All my friends know that I’ve been a “ukulele nut” for most of my life. A girlfriend in college gave me my first real uke, a mahogany Martin Style 0 that she bought at a thrift store for the whopping sum of one dollar. For years, I carried that uke everywhere, strumming it on backpacking trips in the Sierras, at parties (much to the chagrin of revelers that found the sound only a little less pleasant than an accordion/banjo duet), and when my friends sang on the streets of downtown Santa Cruz for spare change.
It was only a few years later that I started collecting ukuleles from pawn dealers, flea markets, old music stores and junky antique shops. Whether made of painted birch ply or the finest solid koa wood, most of my four-string finds were downright cheap to buy in the day when many folks referred to them as toys or children’s guitars. I’m a little embarrassed to tell you how many of these little strummers I’ve accumulated over the years. Let’s just say it’s a good bit more than the total number of routers that Rob Johnstone, Bill Hylton, Chris Marshall and I collectively own.

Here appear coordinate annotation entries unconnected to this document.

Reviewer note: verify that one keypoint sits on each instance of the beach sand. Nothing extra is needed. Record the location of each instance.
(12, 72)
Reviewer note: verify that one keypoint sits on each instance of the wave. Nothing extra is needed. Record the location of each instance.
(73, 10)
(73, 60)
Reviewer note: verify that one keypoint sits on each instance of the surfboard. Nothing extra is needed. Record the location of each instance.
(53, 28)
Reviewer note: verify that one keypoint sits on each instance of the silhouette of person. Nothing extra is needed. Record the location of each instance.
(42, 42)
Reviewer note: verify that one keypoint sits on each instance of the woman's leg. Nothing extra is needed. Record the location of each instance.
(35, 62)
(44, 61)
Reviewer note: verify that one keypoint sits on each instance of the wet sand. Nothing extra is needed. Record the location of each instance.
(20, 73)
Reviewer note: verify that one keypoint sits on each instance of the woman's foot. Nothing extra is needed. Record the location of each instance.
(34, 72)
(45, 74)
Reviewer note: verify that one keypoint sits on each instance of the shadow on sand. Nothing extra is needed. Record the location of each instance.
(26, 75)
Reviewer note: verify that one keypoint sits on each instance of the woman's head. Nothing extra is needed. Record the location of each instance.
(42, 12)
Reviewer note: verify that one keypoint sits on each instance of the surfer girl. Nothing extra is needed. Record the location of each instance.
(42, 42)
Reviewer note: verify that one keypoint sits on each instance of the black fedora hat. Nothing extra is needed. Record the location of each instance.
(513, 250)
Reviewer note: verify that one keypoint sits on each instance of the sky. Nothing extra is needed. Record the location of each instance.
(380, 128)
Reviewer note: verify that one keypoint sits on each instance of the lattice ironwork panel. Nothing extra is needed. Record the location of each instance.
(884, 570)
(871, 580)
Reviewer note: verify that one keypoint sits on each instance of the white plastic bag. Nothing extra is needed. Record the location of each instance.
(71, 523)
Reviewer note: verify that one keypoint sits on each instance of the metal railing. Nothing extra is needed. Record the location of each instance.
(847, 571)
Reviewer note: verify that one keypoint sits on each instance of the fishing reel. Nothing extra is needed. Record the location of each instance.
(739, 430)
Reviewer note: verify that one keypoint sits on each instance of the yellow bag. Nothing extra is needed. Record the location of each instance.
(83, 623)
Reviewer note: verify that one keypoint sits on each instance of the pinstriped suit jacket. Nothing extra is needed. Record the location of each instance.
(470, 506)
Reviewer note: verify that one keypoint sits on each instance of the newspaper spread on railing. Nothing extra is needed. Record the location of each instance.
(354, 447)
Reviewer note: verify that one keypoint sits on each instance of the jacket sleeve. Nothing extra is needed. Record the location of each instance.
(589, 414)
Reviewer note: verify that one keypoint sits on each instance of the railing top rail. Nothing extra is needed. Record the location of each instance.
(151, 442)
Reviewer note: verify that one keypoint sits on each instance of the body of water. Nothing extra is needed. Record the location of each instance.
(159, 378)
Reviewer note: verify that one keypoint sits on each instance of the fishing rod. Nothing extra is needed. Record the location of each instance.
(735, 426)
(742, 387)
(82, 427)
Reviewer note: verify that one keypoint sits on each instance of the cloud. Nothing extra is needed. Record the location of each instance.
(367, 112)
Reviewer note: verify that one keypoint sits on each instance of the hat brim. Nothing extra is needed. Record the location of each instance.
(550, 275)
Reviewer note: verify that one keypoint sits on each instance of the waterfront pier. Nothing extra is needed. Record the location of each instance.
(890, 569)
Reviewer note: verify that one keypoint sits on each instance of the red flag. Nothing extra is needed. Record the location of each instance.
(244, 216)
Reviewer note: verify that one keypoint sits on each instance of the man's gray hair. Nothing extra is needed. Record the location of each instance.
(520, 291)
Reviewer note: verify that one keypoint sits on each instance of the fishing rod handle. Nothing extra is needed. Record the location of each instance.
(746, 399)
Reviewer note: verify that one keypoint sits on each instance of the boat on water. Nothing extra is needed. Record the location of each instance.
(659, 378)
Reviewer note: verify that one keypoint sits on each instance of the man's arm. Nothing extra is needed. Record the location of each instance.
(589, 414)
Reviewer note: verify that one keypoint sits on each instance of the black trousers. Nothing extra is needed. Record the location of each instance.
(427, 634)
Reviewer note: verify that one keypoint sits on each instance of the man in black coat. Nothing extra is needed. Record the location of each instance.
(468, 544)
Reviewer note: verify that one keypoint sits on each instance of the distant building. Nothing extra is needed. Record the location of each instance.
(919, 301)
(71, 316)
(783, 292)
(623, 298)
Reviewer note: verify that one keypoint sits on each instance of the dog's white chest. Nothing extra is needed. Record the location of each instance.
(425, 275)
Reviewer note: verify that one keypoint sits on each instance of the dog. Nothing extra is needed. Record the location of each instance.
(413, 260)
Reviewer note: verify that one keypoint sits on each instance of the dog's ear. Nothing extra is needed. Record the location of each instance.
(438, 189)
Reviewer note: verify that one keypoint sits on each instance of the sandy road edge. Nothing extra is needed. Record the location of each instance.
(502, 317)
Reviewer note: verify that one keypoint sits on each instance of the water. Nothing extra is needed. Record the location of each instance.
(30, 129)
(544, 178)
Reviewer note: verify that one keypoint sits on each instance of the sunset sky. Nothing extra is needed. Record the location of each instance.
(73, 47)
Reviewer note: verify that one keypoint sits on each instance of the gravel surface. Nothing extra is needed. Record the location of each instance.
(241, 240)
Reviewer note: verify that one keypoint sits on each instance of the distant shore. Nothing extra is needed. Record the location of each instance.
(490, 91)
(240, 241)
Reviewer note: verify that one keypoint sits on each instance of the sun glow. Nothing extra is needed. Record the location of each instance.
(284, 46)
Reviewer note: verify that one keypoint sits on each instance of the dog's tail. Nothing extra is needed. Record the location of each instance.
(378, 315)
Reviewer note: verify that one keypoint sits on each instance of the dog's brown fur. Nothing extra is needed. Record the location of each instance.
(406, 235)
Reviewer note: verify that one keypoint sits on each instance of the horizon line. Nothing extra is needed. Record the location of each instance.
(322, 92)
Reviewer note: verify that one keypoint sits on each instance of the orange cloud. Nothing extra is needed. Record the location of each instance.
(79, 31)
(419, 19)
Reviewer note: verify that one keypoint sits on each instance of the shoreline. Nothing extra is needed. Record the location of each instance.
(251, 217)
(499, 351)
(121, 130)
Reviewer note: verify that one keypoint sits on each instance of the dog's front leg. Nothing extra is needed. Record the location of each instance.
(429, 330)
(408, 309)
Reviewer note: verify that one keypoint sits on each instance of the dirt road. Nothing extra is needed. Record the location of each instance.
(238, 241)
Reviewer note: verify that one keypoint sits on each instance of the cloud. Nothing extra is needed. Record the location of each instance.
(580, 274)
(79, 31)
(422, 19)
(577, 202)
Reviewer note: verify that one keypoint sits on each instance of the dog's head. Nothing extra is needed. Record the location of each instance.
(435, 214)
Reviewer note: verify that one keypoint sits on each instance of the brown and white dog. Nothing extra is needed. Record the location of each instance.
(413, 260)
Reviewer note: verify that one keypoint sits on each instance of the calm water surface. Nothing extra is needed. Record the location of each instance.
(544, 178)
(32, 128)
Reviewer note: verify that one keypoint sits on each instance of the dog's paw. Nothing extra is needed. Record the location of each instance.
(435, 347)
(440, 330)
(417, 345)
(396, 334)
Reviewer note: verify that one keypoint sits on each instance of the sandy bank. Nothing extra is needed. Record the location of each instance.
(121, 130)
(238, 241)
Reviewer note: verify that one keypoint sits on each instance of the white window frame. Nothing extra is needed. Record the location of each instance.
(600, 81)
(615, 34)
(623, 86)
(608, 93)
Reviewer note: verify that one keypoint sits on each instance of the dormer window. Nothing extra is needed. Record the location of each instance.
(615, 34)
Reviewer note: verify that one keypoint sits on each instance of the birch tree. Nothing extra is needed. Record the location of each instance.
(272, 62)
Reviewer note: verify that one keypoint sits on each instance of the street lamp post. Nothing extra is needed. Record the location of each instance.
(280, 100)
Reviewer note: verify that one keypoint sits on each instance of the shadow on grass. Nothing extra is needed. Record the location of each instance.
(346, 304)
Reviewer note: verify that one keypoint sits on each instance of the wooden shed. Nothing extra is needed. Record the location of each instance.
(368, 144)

As the knowledge of my collection has spread though the ukulele universe, I often get calls from musicians and enthusiasts who want to come check it out. One recent visitor was a Mandalyn May, a performer from eastern California (near the gold country), who is both a wonderful singer and uke player. Her quest was to find out how different ukuleles sound, depending on the kind of wood they’re built from. The reason was that a luthier was going to build her a custom instrument, and she didn’t know what kind of wood best suited her. I must admit that I hadn’t really given this subject that much thought, even though I’ve been playing the uke for more than four decades.
The first uke I handed her was a beautiful, concert-sized uke made from sumptuous curly mahogany by Bill Collings in Austin, Texas (at right in the photo above). As Mandalyn strummed this instrument briskly, it sounded loud and clear, yet somehow soft at the same time, with smooth bass tones and a bright midrange. (It also smelled wonderful: like a fancy cigar box made in Cuba). She liked that one OK. The next instrument was also a concert uke, this one an all-koa “Glyph” brand uke (to the left of the Collings in the photo), made some years ago by David Means in Annapolis, Maryland. In contrast to the Collings, the highly figured koa body of the Glyph delivered a warm, yet much punchier, sound, as if the strings responded more quickly to Mandalyn’s deft strumming. Definitely brighter than the mahogany uke, I thought. Interestingly, I think Ms. May responded more directly and intuitively to each instrument’s playability and didn’t immediately feel that one sounded much better than another (of course, these are both top-shelf instruments that even a virtuoso player such as Jake Shimabukuro or James Hill wouldn’t scoff at).
Then I let her play one of my very favorite ukes: a tenor-sized instrument custom-made for me by a friend and bandmate who just happens to be one of the world’s most renowned luthiers, Rick Turner. This Compass Rose brand ukulele has both a body and a neck fashioned from sycamore wood sawn from a tree that was cut not more than five miles from where I live in the Santa Cruz mountains. Although usually not thought of as a fancy wood, when sycamore is riftsawn, it reveals an intense ray figure that’s about as subtle as a tiger’s striped coat (see the photo at left) . And the sound? Well, after plucking just one chord, Mandalyn smiled the kind of smile that designated that she’d had a “Goldilocks” moment: “This one’s too hard…this one’s too soft…but this one is JUST right!” The sycamore uke sounded bigger and more harmonically complex than the mahogany or koa instruments had (it’s also slightly larger, physically, which accounts for some of the difference). But the Turner tenor also sang in a way that the other two instruments — magnificent as they are — did not. It had a distinct voice that Mandalyn picked up on right away and responded to with glee.
The playing session with Mandalyn made me think more about the entire experience of comparing instruments: Is what we hear more about the difference in woods, or is it the difference in the way the instruments are built? Does Turner impart his ukes with a secret kind of Mojo that Collings and Means simply don’t possess? Or is the sound more about the wood, after all? (Stradivarius aficionados have been arguing over these points for eons.) Or, perhaps, the sycamore Compass Rose sings the way it does because the tree it was made from grew in a spectacularly beautiful forest, or because the instrument’s lumber responds to being played so close to where it had grown? OK, the last bit is stretching my sense of rational thought a little too thin for my comfort. But then again, when do musicians exclusively use rational thought when choosing their instruments? You hear them say over and over again that a particular uke or guitar or violin simply “spoke to me.” Who am I to say that it’s the talent of the luthier rather than the voice of the tree that they’re responding to?